The state-of-the-art in 3D orebody modelling: a case study of KDC East gold mine, South Africa

Abstract

The state-of-the-art in 3D modelling of the structurally complex orebody begins with (1) 3D seismic imaging, (2) horizon picking, (3) data conditioning, (4) fault detection, (5) fault-horizon projection, (6) data integration, and (7) statistical analysis. A variety of 3D seismic imaging and interpretation techniques have played an integral part in improving the quality of the orebody modelling for deep mineral mining industries. This paper presents the world-class model of the VCR orebody across KDC East gold mines (Witwatersrand Basin) as derived from the 3D seismic reflection data, underground geological mapping, and exploration boreholes. The re-processing of the 1994 seismic data using advanced seismic imaging algorithms, such as Kirchhoff prestack time migration (KPSTM), has increased the signal-to-noise (S/N) ratio of the data. The technique has proven to be effective in imaging the steeply horizons and structures (e.g., faults, dikes) in the areas characterized by major lateral velocity variations (such as the Witwatersrand Basin), compared to finite-difference poststack migration (PSDM).

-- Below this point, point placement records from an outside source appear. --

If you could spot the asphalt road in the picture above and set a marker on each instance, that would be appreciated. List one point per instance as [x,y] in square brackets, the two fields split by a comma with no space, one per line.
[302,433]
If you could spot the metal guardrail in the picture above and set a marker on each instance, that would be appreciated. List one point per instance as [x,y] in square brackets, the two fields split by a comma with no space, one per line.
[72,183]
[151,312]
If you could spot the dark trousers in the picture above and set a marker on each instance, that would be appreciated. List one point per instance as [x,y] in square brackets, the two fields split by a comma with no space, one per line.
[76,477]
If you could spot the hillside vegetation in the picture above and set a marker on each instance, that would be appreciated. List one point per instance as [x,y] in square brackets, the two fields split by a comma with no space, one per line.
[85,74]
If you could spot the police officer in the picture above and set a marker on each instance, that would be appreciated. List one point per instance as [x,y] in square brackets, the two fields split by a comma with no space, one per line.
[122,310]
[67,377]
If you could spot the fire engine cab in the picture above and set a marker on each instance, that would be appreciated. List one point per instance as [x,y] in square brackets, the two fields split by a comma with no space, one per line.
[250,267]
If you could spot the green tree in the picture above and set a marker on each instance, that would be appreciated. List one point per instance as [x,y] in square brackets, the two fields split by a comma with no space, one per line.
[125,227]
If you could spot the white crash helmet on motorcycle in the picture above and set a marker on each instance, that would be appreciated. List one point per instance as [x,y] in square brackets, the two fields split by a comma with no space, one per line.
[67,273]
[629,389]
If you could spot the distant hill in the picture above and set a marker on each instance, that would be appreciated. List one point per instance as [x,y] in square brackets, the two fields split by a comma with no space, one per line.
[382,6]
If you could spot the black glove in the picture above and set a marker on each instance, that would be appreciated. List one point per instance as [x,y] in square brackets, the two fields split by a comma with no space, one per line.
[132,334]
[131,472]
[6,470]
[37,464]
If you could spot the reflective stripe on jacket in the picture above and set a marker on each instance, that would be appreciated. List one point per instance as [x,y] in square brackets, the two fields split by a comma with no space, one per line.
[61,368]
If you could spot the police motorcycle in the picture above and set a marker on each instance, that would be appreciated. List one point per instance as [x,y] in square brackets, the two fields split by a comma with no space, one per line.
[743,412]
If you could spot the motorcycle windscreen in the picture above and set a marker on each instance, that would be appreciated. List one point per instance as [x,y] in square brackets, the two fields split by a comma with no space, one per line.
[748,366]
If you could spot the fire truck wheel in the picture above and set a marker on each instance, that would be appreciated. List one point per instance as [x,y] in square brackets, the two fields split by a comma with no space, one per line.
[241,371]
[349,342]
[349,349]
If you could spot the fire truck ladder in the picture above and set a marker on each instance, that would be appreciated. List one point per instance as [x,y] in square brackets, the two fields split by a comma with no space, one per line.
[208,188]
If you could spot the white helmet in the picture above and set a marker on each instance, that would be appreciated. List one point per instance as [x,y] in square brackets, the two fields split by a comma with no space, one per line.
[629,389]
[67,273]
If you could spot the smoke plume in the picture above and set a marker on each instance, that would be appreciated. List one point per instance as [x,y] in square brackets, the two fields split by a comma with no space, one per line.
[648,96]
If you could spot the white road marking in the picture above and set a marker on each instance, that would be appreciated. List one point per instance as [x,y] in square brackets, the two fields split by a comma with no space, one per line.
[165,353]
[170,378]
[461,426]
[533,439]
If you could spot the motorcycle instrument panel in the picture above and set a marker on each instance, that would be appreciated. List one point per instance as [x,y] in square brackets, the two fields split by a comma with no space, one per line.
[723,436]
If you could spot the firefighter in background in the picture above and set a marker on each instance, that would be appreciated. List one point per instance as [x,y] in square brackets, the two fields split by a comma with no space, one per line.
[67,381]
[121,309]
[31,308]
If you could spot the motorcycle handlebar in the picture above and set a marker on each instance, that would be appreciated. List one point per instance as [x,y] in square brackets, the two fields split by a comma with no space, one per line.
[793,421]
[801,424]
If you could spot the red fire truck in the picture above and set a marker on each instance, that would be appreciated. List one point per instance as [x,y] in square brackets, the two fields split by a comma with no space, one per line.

The seismic attributes such as dip, dip-azimuth and edge detection have been successfully applied in delineating complex structural architectures, such as multiple fault bifurcations, intersecting and cross-cutting faults that cannot be interpreted using conventional picking on seismic sections. Consequently, these complex structures and their geometries were modeled and projected to the VCR horizon using the advanced modelling techniques derived from Non-Uniform Rational B-spline (NURBS). The computed compartment maps from the integrated data have resolved orebody compartment sizes below the dominant seismic wavelength (~124 m). Using these different techniques, a geologically reasonable 3D structural orebody model was developed. The model could be used for future mine planning and designs.